I started writing this post more than a year ago. Bought one year of hosting, installed BlogEngine and started writing. Then…a new job, workload, procrastination. Completely forgot about it. Thanks to newfound programming and writing energy I have now picked it up again.
Anyone who works extensively with Linq to SQL (L2S) will eventually notice that a lot of performance is lost in the phase between executing the Linq query and seeing it end up as a SQL query. Linq to SQL is really good at converting complex queries and projections into working SQL - quite a lot better than EF actually – but it seems to come at a cost.
Thankfully, L2S provides a remedy, in the form of CompiledQuery. It lets us statically define a query as a delegate type, which will perform most of the heavy query conversion stuff only once, and then just sit and wait for parameters.

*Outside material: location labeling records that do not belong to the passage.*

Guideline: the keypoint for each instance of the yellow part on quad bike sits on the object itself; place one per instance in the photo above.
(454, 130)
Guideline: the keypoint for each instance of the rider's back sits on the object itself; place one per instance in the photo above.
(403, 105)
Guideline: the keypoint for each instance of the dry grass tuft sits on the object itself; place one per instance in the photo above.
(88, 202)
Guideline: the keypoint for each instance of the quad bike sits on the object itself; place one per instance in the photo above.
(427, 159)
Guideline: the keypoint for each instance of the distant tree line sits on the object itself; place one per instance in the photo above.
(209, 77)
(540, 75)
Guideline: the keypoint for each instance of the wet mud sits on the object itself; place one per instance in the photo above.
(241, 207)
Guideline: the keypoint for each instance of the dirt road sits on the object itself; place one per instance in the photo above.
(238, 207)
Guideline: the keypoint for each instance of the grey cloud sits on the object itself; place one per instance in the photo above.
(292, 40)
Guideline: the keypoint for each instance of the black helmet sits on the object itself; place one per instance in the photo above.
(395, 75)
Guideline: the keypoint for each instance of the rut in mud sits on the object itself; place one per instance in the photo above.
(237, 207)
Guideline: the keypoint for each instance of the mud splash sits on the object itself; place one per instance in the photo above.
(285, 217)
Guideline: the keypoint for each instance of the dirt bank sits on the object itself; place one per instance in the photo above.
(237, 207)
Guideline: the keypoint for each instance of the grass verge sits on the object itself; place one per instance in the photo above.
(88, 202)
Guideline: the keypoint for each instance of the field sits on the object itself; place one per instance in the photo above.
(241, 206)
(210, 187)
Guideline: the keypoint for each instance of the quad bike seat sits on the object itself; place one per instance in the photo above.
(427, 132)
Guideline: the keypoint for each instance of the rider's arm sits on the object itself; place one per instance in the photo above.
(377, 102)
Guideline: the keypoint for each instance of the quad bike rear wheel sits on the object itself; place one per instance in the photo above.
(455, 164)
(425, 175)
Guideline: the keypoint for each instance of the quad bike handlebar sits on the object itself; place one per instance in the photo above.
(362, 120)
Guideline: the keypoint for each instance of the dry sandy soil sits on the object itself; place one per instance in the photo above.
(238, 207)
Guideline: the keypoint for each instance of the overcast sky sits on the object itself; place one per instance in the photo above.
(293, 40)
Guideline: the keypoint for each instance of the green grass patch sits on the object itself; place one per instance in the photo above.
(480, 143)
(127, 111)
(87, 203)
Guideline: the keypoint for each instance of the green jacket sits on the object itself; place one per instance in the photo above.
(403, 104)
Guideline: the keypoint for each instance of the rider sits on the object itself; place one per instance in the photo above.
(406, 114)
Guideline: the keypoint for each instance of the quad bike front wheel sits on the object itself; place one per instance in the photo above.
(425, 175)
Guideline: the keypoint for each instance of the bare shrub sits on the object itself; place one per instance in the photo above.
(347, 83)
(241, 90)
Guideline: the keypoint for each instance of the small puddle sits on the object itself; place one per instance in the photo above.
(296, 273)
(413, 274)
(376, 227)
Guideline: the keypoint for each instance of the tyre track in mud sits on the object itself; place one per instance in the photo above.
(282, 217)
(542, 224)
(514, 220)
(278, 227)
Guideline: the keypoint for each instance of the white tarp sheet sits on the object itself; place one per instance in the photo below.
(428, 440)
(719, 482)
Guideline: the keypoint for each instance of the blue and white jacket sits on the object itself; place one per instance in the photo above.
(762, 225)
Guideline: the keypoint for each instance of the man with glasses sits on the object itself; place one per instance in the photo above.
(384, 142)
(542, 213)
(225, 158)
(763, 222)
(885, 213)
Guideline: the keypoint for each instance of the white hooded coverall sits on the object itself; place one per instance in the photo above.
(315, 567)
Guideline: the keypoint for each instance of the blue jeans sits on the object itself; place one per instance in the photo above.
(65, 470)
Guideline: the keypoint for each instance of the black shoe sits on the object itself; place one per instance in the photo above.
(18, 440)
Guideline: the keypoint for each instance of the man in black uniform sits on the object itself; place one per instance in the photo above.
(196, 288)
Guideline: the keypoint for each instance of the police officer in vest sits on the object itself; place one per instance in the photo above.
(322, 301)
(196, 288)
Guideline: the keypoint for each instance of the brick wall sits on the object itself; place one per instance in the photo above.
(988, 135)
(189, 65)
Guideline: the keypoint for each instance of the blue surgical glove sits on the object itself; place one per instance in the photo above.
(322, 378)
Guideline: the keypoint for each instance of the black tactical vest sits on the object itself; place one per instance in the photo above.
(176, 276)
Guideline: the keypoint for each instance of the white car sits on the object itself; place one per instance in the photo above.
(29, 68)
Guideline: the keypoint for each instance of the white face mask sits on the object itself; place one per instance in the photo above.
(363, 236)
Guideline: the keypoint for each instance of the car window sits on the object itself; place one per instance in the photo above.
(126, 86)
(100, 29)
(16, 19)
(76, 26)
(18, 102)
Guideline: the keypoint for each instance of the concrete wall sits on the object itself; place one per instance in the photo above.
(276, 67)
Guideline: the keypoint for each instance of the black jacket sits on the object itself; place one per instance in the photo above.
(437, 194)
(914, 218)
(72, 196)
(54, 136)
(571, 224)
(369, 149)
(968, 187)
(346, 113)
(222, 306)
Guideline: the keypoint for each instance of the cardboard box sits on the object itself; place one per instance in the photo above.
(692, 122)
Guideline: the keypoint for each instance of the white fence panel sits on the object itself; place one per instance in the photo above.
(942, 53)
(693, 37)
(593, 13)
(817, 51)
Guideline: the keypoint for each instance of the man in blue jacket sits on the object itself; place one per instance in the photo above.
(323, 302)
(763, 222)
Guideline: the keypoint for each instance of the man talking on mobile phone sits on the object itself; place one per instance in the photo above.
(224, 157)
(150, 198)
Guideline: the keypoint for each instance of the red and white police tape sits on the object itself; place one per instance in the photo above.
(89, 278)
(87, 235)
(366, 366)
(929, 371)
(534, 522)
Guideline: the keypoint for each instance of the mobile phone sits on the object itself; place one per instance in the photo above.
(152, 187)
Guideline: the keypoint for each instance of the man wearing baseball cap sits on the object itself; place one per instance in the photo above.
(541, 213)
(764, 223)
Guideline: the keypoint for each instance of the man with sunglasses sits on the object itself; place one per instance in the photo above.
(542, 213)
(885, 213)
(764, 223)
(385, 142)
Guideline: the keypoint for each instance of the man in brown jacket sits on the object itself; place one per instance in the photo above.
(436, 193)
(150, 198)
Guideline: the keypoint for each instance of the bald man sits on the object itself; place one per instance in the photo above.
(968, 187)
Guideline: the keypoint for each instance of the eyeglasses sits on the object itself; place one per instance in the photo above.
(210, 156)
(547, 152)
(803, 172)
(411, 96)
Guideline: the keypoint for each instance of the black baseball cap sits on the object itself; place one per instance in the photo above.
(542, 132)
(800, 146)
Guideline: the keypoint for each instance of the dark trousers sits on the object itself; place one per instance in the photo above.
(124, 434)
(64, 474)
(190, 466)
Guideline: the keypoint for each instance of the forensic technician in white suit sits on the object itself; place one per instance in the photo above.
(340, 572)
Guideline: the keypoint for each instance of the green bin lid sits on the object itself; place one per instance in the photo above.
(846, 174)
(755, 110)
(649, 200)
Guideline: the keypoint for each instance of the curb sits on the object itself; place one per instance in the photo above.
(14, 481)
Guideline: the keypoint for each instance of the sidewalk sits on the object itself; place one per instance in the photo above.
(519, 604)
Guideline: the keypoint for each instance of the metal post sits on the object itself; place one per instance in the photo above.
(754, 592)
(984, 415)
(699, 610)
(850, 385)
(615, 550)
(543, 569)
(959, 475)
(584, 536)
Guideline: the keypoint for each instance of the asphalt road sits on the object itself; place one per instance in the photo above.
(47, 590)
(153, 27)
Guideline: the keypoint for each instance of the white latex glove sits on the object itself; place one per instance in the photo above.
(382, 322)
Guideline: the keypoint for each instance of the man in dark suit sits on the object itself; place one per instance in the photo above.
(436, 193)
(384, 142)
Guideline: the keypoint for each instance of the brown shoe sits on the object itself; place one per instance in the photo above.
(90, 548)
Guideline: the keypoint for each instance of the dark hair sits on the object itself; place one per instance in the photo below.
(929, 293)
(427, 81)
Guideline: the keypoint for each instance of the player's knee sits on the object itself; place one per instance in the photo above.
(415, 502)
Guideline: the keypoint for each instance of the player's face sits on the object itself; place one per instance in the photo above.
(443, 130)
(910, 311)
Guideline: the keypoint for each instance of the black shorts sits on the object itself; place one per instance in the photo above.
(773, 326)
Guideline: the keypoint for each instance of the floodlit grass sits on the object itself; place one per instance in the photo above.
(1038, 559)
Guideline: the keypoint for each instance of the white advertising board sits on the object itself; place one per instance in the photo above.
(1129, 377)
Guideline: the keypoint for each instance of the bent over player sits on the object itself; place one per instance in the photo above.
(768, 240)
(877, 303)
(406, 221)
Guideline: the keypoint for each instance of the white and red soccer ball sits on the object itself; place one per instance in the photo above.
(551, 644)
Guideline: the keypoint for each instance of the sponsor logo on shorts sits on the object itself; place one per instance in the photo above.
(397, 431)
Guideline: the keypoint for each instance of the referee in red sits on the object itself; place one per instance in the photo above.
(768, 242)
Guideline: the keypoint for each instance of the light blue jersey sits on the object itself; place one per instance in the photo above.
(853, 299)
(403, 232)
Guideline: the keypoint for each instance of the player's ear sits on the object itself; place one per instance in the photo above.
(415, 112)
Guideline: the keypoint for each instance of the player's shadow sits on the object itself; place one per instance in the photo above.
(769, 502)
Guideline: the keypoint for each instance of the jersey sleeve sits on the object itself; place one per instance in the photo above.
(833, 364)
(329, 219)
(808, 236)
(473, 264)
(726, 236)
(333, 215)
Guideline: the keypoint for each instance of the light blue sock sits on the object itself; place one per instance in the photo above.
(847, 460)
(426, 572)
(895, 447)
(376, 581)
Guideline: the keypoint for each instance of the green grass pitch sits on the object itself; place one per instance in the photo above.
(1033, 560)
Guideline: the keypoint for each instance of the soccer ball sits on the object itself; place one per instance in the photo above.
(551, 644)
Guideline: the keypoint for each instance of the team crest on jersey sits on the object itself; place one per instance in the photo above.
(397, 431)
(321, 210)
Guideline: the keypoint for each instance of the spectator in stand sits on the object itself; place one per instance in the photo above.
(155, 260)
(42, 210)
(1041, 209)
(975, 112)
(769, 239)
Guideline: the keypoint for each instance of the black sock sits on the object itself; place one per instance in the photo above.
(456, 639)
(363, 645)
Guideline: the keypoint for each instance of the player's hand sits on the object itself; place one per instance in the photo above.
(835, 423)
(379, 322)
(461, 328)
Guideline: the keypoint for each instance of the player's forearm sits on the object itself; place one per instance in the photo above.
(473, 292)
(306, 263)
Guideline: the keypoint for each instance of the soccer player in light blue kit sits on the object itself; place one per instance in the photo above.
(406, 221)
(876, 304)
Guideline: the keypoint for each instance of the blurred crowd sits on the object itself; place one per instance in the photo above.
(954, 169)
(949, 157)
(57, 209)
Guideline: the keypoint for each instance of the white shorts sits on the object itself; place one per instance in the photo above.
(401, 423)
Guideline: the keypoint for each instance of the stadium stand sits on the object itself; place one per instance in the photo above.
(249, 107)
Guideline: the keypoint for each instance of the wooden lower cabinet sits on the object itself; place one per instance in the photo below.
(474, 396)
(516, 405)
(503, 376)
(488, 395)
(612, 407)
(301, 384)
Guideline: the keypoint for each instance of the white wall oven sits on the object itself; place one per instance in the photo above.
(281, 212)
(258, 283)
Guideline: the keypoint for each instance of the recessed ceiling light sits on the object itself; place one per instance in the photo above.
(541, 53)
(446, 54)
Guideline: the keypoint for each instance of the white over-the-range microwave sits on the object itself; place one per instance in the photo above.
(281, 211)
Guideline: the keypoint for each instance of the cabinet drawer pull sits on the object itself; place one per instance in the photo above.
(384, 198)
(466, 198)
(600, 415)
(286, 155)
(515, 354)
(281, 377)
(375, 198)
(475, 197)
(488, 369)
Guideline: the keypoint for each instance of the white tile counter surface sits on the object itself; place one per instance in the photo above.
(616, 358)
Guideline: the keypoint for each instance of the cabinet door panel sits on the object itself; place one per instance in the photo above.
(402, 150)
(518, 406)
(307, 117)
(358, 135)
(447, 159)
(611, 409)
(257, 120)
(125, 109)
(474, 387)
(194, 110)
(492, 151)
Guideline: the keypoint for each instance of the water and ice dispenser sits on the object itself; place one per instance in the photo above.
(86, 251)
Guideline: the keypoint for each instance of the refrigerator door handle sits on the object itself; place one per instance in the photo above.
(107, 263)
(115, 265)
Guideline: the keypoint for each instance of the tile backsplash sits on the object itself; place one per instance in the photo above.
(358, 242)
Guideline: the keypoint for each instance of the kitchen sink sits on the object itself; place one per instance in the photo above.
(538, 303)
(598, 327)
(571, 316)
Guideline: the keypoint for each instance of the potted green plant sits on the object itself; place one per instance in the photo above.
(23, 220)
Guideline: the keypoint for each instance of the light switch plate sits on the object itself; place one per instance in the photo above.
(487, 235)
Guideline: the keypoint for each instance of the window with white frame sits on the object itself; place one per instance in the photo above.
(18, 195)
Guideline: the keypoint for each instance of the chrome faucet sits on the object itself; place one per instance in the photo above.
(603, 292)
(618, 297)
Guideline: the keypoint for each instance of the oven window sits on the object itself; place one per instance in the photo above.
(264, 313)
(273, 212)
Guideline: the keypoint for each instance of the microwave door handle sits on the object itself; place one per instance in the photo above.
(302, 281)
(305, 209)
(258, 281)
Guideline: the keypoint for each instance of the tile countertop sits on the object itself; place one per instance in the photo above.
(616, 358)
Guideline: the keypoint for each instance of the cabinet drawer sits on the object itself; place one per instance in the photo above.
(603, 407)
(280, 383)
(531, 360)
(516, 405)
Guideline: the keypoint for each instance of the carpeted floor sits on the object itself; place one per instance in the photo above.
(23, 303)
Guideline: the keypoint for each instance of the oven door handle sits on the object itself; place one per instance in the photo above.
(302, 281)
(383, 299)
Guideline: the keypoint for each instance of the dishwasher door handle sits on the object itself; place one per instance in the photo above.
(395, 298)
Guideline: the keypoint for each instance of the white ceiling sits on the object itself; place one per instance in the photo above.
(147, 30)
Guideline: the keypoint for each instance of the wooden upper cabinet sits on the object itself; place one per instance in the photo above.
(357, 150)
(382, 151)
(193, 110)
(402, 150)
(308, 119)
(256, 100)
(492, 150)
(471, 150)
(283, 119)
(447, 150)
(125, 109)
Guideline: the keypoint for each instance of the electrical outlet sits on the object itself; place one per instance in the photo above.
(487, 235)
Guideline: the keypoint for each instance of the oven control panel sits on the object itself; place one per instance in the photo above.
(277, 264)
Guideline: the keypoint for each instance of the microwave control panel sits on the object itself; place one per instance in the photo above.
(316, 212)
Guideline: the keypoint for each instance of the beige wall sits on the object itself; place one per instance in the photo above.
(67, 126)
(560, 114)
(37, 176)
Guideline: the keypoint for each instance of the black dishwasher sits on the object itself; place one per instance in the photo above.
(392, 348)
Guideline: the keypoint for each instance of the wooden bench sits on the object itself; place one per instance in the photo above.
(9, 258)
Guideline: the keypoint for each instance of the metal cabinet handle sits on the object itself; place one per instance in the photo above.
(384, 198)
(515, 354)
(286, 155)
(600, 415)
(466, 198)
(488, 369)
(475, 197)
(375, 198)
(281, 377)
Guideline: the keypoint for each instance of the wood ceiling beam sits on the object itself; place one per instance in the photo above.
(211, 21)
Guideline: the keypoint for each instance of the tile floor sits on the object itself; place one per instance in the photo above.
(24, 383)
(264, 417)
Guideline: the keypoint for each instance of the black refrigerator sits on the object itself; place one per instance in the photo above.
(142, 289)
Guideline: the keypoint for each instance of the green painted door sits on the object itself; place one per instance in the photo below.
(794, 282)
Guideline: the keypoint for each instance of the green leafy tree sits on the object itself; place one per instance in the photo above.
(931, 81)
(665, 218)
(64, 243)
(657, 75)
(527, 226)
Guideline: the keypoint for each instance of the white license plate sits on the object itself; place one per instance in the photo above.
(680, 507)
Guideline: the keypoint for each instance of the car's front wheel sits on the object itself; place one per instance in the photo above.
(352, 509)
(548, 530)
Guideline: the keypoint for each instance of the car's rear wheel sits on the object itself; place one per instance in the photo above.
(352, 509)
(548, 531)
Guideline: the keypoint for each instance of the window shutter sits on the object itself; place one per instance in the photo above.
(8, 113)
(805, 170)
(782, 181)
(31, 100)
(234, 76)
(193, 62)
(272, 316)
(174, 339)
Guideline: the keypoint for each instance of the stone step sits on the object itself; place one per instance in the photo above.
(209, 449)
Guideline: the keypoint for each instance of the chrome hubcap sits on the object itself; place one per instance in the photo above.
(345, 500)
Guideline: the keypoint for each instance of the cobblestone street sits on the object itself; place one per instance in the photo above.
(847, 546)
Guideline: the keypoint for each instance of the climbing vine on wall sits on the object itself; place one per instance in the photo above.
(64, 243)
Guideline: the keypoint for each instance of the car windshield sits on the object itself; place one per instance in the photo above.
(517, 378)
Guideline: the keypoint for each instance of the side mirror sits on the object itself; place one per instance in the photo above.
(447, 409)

public static Func<Northwnd, string, IQueryable<Customer>>
CustomersByCity =
CompiledQuery.Compile((Northwnd db, string city) =>
from c in db.Customers where c.City == city select c);
public static Func<Northwnd, string, IQueryable<Customer>>
CustomersById = CompiledQuery.Compile((Northwnd db,
string id) => db.Customers.Where(c => c.CustomerID == id));
Very useful and in most cases significantly faster than standard queries.
What’s the problem? Well…
- CompiledQuery can’t project to anonymous types
- It doesn’t work in dynamic scenarios where criteria are added based on e.g an input form
- The delegate can only take 3 input parameters (can be solved by wrapping the parameters in containers)
And above all…
- Developers are lazy….Well, not all, but many. I know I am..
The boring part about creating CompiledQuery:s can be reduced with code generators (e.g T4), but being able to just type the queries when you need them and where you need them is darn productive…
Could it be possible to get the speed from CompiledQuery and keep the flexibility of standard queries? Well, my fist initial response/thought was a resounding “Maybe!”, so I set off to find out.
My idea was to:
- Intercept the queries before they’re sent off to be executed
- Examine the expression tree, replacing everything that resembles a variable with an input parameter
- Check if the rewritten query existed in the cache
- If not, convert it into a compiled query and store it in the cache. If yes, retrieve it.
- Execute the query, passing the extracted variables as parameters.
Absolutely not a novel idea, perhaps it’s even a bad idea, but I wanted to give it a shot anyway.
Intercept the queries before they’re sent off to be executed
This was the easy part. I borrowed the concept used in LinqKit’s AsExpandable extension method, which wraps the IQueryable<T> into an ExpandableQuery<T>, which in turn fires up an ExpandableQueryProvider<T> which all queries invoke when they are executed.
I created a CompilableQuery<T> and a CompilableQueryProvider<T> where all the shady stuff should happen.
Examine the expression tree, replacing stuff…
Given the query:
var name = "Something"
var customers = from c in db.Customers
where c.Name=name and c.Orders.Count()>5
select c;
we have one clear parametrization candidate, the “name” variable. But should we also extract the contant value “5”? No, it’s likely a constant for a reason and unless the query is the result of Dynamic Linq, we should just let it stay constant. Or, should we not? We may need to revisit this…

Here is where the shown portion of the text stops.